Think big, commercial, Xerox.     Fortunately, I come from an incredibly stubborn family.  I had also recently visited the Dahill Xerox showroom in Austin and saw some impressive machines.  So, I kept looking for a printing company that could handle thicker stock.  Finally, I found a humongous, commercial printing company, Cerqa.  Cerqa has a Xerox Docucolor iGEN3 digital printer, about the size of the Colt Stadium dugouts.  At the Cerqa office, we put a 1964 Topps #321 Bob Lillis card in a micrometer and sorted through paper samples until we found one the same thickness.  Just for the record, it’s 120 lb.  The small sample I held in my hands felt a lot like a PSA Gem Mint 10 1964 Topps #109 Rusty Staub All Star Rookie Card.  OK, we all know I’ve never really held that card because the highest graded Staub rookie card is a 9.  Then I got caught in a run down between third and home.  As predicted by the expert on paper, this perfect stock only comes in huge sheets for off-set printing, and the paper supplier had to be able to cut them down accurately enough to run through the printer without jamming.  Maybe the Cerqa front office didn’t fully appreciate that Don Bradey had started the final game for the .45s in Dodger Stadium on his 30th birthday, or maybe the iGEN3 wasn’t paid off yet, but they took a long time deciding to risk feeding trimmed-down paper through their expensive printer.  After some anxious weeks, this little digital print run made it onto the schedule among their global commercial accounts. 
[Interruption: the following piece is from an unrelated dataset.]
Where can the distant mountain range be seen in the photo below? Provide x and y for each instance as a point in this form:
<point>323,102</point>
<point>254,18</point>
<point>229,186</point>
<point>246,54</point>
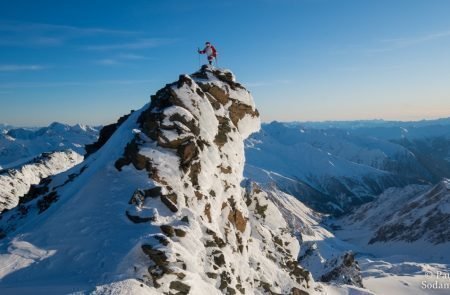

The card arrives.     I got the call.  The sales rep was holding a crummy cardboard box, but inside, the cards looked awesome.  The color and focus were perfect.  The Cerqa pros knew feeding the custom-cut paper through the printer would not be as accurate as an off-set process.  Centering on a few cards was not 50/50—just like the old 1964 cards.  The cutting was laser sharp—a requirement for high-grade, collectible baseball cards.  In the end, my critical eye set aside some of the final batch, but left mostly beautiful, perfect, gem mint 10 specimens.  The cards were safe at home.  I sent Don a package with five plastic sheets, each holding nine cards, 45 in all.  He was pleased.  The few cards we have aren’t for sale.  They’ll be given away to family, friends, and fans; and added to collections so future generations will remember all 82 Colt .45s players. 

Thank you, Don.     I want to end this column with the focus where it should be—on the Houston Colt .45s players.  I collect exclusively .45s baseball cards because they are the link to the great memories that began when my dad took me to opening day April 10, 1962, in Colt Stadium.  Starting that day, 82 different names were penciled into a lineup on the wall of the .45s dugout with Don Bradey’s being the last one.  Now he’s the last one to get his baseball card.  This small “Bradey Card” is my big “Thank You” to Don and his team mates—those in the official box score with him in that final game, and all of the others who took the field at Colt Stadium before him.